Phoneutria Biotecnologia e Serviços Ltda.

1) Tipicamente existem dois iniciadores para obtenção de um produto de PCR (amplicon). Um iniciador 5´- 3´ que trabalha em conjunto com o segundo iniciador 3´- 5´. Entretanto algumas reações são realizadas com 01 iniciador que na verdade irá se anelar em dois ou mais pontos do DNA molde, ou vários iniciadores (reações do tipo multiplex).

ATENÇÃO: Cuidado ao solicitar um iniciador pois sua síntese é feita somente no sentido 5´- 3´.

2) A quantidade de iniciadores para uma reação deve ser calibrada, mas normalmente varia de 1 a 20 picomoles de cada iniciador para reações com volumes finais entre 10-50 ul (microlitros).

3) Normalmente as empresas que sintetizam iniciadores (primers) fornecem informações sobre o produto e então basta diluir o material na concentração desejada, sugerimos no entanto que seja mantido no laboratório uma solução estoque mais concentrada. Veja o exemplo abaixo:

Solução estoque desejada: 200 pmoles/ul ou seja cada microlitro da solução com 200 picomoles de iniciador.

Solução de uso desejada: 5 pmoles/ul ou seja cada microlitro da solução com 5 picomoles de iniciador.

4) Informações do fabricante:

nmoles: 40.

Material normalmente liofilizado que deve ser ressuspendido em TE. Como todo material no tubo foi quantificado em 40 nmoles e se a solução estoque desejada é de 200 pmol/ul temos:

40 nmoles = 40.000 pmoles
40.000 pmol dividido por 200 (Solução estoque desejada: 200 pmoles/ul) = 200 ul
Utilize 200 ul de TE para resuspender o iniciador no tubo.
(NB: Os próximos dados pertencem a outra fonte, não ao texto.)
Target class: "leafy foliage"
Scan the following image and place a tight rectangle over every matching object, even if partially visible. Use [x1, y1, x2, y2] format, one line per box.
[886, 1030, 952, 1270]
5) Para preparar 1.000 ul de solução de iniciador para uso utilize:
Vi x Ci = Vf x Cf
assim temos: X x 200 pmoles/ul = 1.000 ul x 5 pmoles/ul
Resultado = 25 ul
Misture 25 ul da solução estoque (200 pmoles/ul) com 975 ul de água para PCR para obter a solução de uso (5 pmoles/ul ).

6) A solução de uso descrita nesse exemplo é apenas ilustrativa. Veja calibrando uma PCR.

Aspectos gerais para uma PCR (23/06/2008)

Apesar da maioria das reações já serem apresentadas com detalhes básicos, a adequação de alguns parâmetros pode ser importante. Inicialmente, procure seguir rigorosamente as condições pré-estabelecidas para a reação. Se a qualidade do amplicon (produto de PCR) obtido não for ideal verifique:

ETAPA 1

1) Se o programa foi corretamente instalado no termociclador.
2) Se a temperatura do bloco está correta (se necessário procure assistência técnica com o fabricante). Se você esta suspeitando do termociclador, prepare uma reação e utilize um outro aparelho.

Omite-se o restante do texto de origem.